Coronavirus: Scrap penalty rates, say franchise firms

Franchise Council of Australia chief executive Mary Aldred.
Franchise Council of Australia chief executive Mary Aldred.

The franchise industry has called for the scrapping of weekend and evening penalty rates and higher penalties for employers repeatedly contravening workplace laws, saying the COVID-19 pandemic can be used to “shift the paradigm” on industrial relations.

The Franchise Council of Australia, whose members include McDonald’s and 7-Eleven, has written to Attorney-General Christian Porter seeking to have a series of workplace policy changes considered by the government’s working groups on industrial relations.

The FCA, which claims to represent 98,000 franchised outlets employing 598,000 workers, said penalty rates for working “unsociable” hours were important but “should be based on how modern society operates, not just historic norms that might no longer apply”.

FCA chief executive Mary Aldred said penalty rates should not be paid on Saturdays and Sundays or on weekdays after 7pm.

She said public holiday penalty rates should be capped at double time or replaced with a day-in-lieu.

“At the moment we are in a catastrophic economic environment and (the proposed changes) are providing businesses with the best shot of making it through to a recovery phase,” she said.

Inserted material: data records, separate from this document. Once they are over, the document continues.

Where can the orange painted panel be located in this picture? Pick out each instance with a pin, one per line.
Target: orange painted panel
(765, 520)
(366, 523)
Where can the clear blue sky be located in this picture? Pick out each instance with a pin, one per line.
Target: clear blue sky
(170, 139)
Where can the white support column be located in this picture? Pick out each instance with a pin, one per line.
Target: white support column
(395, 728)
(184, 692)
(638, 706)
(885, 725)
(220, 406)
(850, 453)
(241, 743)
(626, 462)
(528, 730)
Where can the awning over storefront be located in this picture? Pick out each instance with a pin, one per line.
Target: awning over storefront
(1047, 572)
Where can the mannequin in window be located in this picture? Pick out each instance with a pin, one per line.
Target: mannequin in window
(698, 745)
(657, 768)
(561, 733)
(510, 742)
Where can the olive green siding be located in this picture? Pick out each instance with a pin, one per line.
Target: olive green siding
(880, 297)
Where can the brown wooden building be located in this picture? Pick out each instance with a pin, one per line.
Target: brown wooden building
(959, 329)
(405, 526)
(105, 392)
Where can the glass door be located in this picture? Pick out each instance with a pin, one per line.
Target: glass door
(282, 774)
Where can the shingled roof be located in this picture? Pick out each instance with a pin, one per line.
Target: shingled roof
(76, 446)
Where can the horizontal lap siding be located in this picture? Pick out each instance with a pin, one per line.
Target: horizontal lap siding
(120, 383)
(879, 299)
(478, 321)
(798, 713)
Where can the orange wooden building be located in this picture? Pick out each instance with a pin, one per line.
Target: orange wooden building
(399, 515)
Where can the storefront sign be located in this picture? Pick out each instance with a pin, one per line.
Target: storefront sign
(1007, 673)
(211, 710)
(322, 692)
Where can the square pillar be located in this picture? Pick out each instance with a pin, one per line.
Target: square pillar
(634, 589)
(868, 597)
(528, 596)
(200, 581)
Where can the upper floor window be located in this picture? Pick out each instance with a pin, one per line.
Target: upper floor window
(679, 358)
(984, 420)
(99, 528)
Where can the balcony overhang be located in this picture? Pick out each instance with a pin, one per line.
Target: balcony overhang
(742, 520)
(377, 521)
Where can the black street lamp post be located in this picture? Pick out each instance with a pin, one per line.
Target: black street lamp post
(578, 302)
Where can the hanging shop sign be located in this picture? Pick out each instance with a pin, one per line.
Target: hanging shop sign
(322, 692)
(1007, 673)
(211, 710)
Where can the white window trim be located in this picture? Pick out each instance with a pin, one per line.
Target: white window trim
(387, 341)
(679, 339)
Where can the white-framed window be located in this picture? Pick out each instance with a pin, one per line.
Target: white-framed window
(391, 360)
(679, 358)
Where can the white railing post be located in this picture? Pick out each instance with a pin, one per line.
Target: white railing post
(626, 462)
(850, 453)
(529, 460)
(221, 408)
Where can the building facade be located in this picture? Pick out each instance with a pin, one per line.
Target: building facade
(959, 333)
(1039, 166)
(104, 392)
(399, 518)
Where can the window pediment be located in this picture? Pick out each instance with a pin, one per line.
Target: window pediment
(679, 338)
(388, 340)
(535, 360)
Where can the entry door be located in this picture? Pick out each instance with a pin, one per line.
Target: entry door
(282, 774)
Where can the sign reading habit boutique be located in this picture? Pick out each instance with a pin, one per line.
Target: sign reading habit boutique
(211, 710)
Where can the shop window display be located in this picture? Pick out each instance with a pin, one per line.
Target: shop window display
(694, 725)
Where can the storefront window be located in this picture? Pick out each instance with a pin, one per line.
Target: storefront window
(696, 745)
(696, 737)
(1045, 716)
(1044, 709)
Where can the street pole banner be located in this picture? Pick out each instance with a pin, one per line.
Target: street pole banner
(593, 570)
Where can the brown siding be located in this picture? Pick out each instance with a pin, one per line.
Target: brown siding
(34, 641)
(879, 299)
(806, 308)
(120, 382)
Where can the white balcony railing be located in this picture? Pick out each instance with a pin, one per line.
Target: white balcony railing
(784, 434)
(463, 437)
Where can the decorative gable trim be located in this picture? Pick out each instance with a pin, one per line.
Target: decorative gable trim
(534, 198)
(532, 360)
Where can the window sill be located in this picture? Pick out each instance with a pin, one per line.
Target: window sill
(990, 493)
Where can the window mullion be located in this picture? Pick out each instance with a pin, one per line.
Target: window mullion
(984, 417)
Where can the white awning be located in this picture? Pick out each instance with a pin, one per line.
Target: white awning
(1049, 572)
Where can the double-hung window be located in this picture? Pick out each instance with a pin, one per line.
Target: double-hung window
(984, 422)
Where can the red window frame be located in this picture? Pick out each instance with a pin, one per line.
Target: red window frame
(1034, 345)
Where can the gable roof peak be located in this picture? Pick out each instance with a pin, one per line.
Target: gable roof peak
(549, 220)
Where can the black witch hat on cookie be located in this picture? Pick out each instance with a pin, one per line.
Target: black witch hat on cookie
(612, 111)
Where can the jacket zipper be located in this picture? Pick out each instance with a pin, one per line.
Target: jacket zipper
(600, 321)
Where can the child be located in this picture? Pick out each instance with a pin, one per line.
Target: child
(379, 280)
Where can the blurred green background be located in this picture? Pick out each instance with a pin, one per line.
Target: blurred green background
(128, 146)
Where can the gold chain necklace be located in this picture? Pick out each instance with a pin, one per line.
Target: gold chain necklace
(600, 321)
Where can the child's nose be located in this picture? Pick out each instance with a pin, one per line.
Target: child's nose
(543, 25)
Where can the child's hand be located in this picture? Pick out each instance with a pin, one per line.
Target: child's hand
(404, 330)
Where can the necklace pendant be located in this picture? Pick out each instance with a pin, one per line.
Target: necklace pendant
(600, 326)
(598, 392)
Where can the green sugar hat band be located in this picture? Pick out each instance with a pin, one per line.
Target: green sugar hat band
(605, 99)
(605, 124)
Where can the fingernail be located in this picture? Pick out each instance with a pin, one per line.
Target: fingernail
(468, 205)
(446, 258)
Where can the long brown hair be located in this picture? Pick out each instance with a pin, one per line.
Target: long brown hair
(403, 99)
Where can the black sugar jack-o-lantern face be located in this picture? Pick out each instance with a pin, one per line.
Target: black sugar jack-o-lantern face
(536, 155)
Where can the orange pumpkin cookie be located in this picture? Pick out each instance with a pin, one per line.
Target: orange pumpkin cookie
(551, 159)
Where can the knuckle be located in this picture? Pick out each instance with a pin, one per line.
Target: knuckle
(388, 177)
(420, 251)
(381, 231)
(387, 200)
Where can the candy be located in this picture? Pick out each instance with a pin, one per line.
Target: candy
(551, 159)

Ms Aldred said the proposals put to Mr Porter were “probably the most significant position we have taken on IR” since she became chief executive about two years ago.

The ACTU, which declined to comment, opposes penalty rate cuts while the government has recently left determinations over penalty rate levels to the Fair Work Commission.

In her letter, Mr Aldred advocates award changes allowing employers to give only one hour notice to delay a rostered start time by up to two hours.

She said employers should be able to make staff work up 10 hours — including 60 minutes of unpaid break time — before loadings were incurred, and awards should have a flattened four-classification structure.

“The FCA considers that to progress other necessary reform in industrial relations, a more severe system of penalising flagrant, deliberate and systemic non-compliance may be warranted by way of higher penalties for businesses who repeatedly contravene,” she wrote.

“The FCA strongly supports the need for vigilant compliance and enforcement of this type of deliberate non-compliance.”

She said greater compliance was likely if the Fair Work Ombudsman was empowered to issue public and private rulings on the application of awards and National Employment Standards.

“Where the FWO gives a ruling and that is complied with, the employer is deemed to have complied with their obligations and is, accordingly, protected,” she said.

A spokesman for the Acting Minister for Industrial Relations, Mathias Cormann, said on Wednesday the FCA was not a member of the five working groups “working on solutions to known problems with the IR system”.

“This work is particularly focused on job creation and ensuring Australia can recover as quickly as possible from the impacts of COVID-19,” the spokesman said.

“The working groups have cap­acity to hear from a range of external stakeholders on their views as they go about this important task.”